Ghawrath took action at once. He approached the Prophet without being seen by anybody. He drew his sword and said to the Prophet,

“Who will save you from me?”

The Messenger of God said, “God!” and then prayed as follows: 

“O God! Protect me from his harms!”

Ghawrath received a blow in the middle of his shoulders from nowhere. His sword fell out of his hand and he fell down on the ground.

This time, the Messenger of God picked up the sword and said, “Who will save you from me now?”

Ghawrath said, “Nobody!” Then he said, “I witness that there is no god but Allah and that Muhammad is His Messenger. I will never gather anybody against you from now on.”

Thereupon the Messenger of God forgave Ghawrath. While returning, Ghawrath turned toward the Messenger of God and said, “By God, you are better than me!”

The Prophet said, “I definitely deserve this more than you do.”

When Ghawrath, who was very brave and courageous, returned to his tribe like that, they asked, “What happened to you? Why did you not do anything?”

Ghawrath told them what had happened and said, “By God, I am coming from near the best man in the world!”[5]

After the expedition that lasted about a month, the Messenger of God returned to Madinah.[6]


(3rd Year of the Migration, the month of Jumada al-akhir)

When the Prophet dominated the land around, the polytheists had to change their trade ways. The trade way to Damascus through the coast became risky; so, they preferred going to Damascus through Iraq because it was safer.

They sent a caravan to Damascus through that way. Saf­wan b. Umayya and Abdullah b. Abi Rabia, two notables of the the Quraysh, were among the people in the caravan.
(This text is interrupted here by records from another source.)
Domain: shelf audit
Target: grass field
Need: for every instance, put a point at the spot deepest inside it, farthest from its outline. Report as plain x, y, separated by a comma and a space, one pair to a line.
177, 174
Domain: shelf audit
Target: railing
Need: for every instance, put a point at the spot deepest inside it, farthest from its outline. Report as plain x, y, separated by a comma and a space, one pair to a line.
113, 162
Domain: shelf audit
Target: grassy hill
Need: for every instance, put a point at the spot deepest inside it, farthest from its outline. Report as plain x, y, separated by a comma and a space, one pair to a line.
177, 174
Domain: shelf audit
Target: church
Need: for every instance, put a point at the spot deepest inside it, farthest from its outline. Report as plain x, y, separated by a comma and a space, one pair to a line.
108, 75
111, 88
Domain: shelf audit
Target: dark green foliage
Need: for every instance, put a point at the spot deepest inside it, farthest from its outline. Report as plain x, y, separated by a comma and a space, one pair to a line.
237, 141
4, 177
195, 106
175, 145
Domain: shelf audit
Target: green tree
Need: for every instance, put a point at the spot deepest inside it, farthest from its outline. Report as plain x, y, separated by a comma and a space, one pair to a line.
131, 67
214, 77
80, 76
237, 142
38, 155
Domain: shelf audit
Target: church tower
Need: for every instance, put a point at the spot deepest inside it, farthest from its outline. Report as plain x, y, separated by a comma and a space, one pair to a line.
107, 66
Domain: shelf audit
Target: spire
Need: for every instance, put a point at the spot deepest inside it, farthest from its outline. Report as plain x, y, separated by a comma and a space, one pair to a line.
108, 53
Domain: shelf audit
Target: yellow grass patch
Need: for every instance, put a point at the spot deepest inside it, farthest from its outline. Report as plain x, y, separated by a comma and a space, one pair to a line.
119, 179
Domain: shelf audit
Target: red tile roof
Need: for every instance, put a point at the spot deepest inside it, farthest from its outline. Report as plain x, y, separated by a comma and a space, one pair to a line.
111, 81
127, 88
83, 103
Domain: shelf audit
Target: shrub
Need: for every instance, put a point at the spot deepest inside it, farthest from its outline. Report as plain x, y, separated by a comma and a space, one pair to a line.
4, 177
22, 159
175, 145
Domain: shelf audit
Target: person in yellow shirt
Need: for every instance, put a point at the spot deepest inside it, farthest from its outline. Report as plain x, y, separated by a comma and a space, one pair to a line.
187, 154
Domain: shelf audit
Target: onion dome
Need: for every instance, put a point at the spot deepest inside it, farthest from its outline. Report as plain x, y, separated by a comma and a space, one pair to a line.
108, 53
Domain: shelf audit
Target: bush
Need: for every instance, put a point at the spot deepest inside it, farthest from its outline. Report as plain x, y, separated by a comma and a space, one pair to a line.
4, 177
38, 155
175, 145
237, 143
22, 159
There was a twist of fate... One of the polytheists came to Madinah and stayed in the house of a Jew. Maybe he came to set up a plan against Muslims or to inform them about a plan they had set up. They drank, chatted and had fun. Meanwhile, the polytheist unintentionally said that the caravan had been sent to Damascus via Iraq. Meanwhile, Salit b. Nu­man was passing by. He heard the news and told the Messenger of God about it.

It was winter.

The Prophet prepared a company of cavaliers consisting of a hundred people. He appointed Zayd b. Haritha as their commander. Zayd, who had been bought as a slave from the market and adopted by the Prophet, became the commander of a company of a hundred cavaliers. It is a wonderful example showing that Islam did not discriminate between the rich and the poor, the slave and the master while appointing people to posts and that it took worthiness into consideration, acting justly.  

The aim of the sariyyah was to catch the caravan.
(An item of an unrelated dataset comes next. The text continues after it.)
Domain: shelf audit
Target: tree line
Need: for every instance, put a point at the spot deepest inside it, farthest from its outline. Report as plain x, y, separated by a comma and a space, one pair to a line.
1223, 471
Zayd b. Haritha set off with the cavalrymen and blocked the way of the Quraysh caravan. The people in caravan encountered something that they had not expected. They had nothing else to do but run away. They did so. They left everything to save their lives.

Zayd took their goods to the Messenger of God in Madinah. One fifth of the goods was given to the Treasure and the remaining four-fifths were divided among the mujahids that were in the sariyyah.  

Furat b. Hayyan, the guide of the caravan, had been taken captive. When he arrived in Madinah, he was told that he would be set free if he became a Muslim. He became a Muslim and was saved.[7]

The Prophet congratulated Zayd b. Haritha on his success by saying, “Zayd b. Haritha is the best one of the sariyyah commanders.[8]

That sariyyah is known as Zayd b. Haritha referring to its commander.[9]



[1]Ibn Hisham, Sirah, Vol. 3, p. 58-59; Ibn Sa’d, Tabaqat, Vol. 2, p. 33.

[2]Ibn Sa’d, ibid, Vol. 2, p. 34.

[3]Ibn Sa’d, Tabaqat, Vol. 2, p. 34.

[4]Ibn Sa’d, ibid, Vol. 2, p. 34.

[5]Ibn Sa’d, ibid, Vol. 2, p. 35; Ahmad Ibn Hanbal, Musnad, Vol. 3, p. 365; Qadi Iyad, ash-Shifa, Vol. 1, p. 81; Badiuzzaman Said Nursi, Mektûbat, p. 161.

[6]Ibn Hisham, Sirah, Vol. 3, p. 46; Tabari, Tarikh, Vol. 3, p. 2.

[7]Ibn Sa’d, ibid, Vol. 2, p. 36.

[8]Suyuti, Jamiu’s-Saghir, Vol. 2, p. 10.

[9]Ibn Hisham, Sirah, Vol. 3, p. 53.